Le Dao De Jing est aussi un manuel de politique magico-mystique. Si on "non-agit" (wúwéi 無爲) la nature et ses dix mille êtres croissent et se multiplient. Si on ne cherche pas à gouverner les hommes, ils s’auto-organisent spontanément de la meilleure façon possible. Cette idée qui peut sembler libertaire doit être remise en contexte.


D’un côté, elle se fonde sur l’antique croyance chamanique d’une action efficace du Prince par le jeu des correspondances entre les microcosmes et le macrocosme. Ainsi le simple fait pour celui qui dispose du Mandat du Ciel de décrire dans sa maison la suite des saisons en déménageant régulièrement d’une salle à l’autre, assure que la pluie viendra à son heure féconder les champs, que l’hiver durera le temps voulu, etc.

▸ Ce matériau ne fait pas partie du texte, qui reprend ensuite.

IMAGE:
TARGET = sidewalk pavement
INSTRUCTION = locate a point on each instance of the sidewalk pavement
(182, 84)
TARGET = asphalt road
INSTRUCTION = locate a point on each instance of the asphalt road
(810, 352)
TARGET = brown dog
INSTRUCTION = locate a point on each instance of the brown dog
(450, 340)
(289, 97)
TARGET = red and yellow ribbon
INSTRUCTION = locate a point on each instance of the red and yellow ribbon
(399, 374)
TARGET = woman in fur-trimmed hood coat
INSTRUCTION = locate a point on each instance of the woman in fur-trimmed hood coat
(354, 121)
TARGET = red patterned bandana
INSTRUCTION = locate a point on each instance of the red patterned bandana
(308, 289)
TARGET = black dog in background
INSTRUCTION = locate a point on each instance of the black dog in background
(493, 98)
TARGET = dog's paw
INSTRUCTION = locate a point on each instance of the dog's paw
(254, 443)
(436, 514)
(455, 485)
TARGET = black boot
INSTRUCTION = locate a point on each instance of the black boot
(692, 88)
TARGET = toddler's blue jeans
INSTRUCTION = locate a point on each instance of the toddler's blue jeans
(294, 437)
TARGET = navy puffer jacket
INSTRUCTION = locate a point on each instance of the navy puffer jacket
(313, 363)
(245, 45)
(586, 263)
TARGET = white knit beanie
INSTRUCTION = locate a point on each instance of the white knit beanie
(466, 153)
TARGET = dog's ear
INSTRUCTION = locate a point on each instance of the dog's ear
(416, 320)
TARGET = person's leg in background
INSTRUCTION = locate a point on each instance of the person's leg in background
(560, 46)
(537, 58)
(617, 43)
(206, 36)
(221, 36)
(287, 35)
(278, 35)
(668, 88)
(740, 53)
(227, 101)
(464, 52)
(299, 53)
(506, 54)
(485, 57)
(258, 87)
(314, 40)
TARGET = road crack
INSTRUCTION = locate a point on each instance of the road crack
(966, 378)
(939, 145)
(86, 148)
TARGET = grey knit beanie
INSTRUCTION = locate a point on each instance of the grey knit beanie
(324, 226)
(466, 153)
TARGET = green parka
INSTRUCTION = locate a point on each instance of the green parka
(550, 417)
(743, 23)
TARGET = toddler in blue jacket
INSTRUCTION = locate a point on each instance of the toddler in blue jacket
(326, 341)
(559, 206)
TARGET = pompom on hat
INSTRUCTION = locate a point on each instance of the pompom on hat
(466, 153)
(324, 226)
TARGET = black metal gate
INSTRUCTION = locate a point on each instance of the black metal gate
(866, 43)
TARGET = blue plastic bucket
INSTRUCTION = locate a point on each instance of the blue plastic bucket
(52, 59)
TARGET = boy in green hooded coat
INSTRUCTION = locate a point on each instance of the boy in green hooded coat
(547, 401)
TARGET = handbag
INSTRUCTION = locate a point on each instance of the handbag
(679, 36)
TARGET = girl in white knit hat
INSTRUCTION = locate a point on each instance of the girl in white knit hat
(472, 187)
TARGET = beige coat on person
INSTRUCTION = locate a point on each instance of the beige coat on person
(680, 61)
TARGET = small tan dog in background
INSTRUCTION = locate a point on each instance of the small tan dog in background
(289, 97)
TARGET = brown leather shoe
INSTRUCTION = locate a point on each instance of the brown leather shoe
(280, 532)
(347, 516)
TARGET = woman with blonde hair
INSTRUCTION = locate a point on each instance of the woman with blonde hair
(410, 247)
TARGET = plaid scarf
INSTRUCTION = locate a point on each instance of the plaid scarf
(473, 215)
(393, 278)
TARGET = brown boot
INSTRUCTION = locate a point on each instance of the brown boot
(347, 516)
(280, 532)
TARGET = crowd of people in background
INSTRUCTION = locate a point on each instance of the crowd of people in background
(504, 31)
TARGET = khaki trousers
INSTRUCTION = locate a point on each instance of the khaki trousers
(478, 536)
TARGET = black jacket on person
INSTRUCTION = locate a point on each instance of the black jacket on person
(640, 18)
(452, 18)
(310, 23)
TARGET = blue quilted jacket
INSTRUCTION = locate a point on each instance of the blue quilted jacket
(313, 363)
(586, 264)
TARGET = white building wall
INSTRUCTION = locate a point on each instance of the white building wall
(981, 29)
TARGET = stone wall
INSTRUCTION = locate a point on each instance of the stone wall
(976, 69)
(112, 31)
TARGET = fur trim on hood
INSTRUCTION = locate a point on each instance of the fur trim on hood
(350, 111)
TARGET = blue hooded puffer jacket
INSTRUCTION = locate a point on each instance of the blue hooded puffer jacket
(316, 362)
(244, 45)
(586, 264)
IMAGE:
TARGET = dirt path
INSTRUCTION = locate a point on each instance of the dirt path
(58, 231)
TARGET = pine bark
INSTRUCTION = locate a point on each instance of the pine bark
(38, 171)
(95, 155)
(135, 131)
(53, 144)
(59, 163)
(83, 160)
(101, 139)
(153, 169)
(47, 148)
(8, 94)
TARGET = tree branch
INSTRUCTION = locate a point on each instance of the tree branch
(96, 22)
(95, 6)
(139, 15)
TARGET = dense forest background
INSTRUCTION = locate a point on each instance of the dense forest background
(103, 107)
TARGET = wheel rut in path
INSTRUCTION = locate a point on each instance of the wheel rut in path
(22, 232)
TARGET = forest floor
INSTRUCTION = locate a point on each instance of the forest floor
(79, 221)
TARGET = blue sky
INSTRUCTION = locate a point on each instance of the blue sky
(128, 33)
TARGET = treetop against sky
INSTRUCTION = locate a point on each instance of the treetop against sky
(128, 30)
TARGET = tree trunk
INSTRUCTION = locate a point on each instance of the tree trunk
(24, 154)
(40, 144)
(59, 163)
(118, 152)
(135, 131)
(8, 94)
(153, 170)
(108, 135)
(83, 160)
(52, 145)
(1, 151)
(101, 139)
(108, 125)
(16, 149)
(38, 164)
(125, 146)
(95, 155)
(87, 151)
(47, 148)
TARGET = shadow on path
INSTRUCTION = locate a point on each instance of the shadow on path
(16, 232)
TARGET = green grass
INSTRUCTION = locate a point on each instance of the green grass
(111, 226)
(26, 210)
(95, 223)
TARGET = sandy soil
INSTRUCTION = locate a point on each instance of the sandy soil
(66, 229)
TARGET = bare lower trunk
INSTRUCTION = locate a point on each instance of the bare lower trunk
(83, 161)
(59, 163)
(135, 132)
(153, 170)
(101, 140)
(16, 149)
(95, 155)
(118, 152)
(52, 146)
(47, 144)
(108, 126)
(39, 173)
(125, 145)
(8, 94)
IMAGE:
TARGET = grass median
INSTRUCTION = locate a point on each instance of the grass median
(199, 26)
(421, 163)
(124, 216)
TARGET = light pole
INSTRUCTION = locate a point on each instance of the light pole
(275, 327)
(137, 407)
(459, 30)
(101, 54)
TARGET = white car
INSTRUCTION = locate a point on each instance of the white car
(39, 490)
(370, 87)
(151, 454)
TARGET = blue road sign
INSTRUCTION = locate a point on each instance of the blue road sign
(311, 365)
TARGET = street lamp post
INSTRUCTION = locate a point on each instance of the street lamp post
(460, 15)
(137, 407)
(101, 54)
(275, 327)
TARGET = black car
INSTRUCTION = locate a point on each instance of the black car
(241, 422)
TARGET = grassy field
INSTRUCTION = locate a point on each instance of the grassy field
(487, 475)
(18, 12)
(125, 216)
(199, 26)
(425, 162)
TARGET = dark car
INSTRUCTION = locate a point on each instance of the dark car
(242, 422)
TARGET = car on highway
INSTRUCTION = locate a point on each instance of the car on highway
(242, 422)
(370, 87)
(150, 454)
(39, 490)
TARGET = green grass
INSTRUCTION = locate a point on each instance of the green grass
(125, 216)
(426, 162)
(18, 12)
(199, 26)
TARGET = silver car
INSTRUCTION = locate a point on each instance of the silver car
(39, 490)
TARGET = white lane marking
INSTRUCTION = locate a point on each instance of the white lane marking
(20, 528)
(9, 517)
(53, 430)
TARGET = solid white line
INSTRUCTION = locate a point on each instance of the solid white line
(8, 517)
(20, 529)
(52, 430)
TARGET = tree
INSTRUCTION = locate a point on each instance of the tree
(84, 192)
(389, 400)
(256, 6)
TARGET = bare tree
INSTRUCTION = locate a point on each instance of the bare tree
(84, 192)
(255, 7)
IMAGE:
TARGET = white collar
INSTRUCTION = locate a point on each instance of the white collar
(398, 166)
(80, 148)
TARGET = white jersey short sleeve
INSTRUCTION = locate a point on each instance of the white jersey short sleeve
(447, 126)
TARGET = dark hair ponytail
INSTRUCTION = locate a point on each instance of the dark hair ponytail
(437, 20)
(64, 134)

L’inaction apparente n’empêche pas l’action effective. Si la circulation saisonnière dans sa maison assure la bonne marche de l’empire, c’est parce qu’il y a "résonance" et effet d’entraînement — ou d’engrenage — entre la maison du Prince et son empire. C’est-à-dire que la maison du Prince est conçue comme une représentation homothétique du monde. D’ailleurs, les éclipses, famines ou inondations sont interprétées aussitôt comme un dérèglement des mœurs dans la maison du Prince.


D’autre part, cette idée d’une inaction efficace a pu être prônée par des penseurs plus rationnels, quand ils souhaitaient contenir les caprices des princes et limiter leurs dégâts sur le peuple.


L’activité de certains artisans est minutieusement décrite par Zhuang Zi. Il montre un boucher ou un charron qui ont acquis la plus grande maîtrise de leur art après des années d’apprentissage, mais surtout, ils peuvent oublier les règles et la matière qu’ils travaillent, conduits par le Tao. Ils laissent les gestes et leur corps opérer seul, sans intention consciente de la volonté. L’art le plus humble permet à tous d’atteindre un absolu. Le confucianisme préférait restaurer les hiérarchies : "Même subalternes, tous les arts et les places sont respectables. Mais à trop vouloir y chercher, on s’y enferme. L’honnête homme n’aura pas de métier."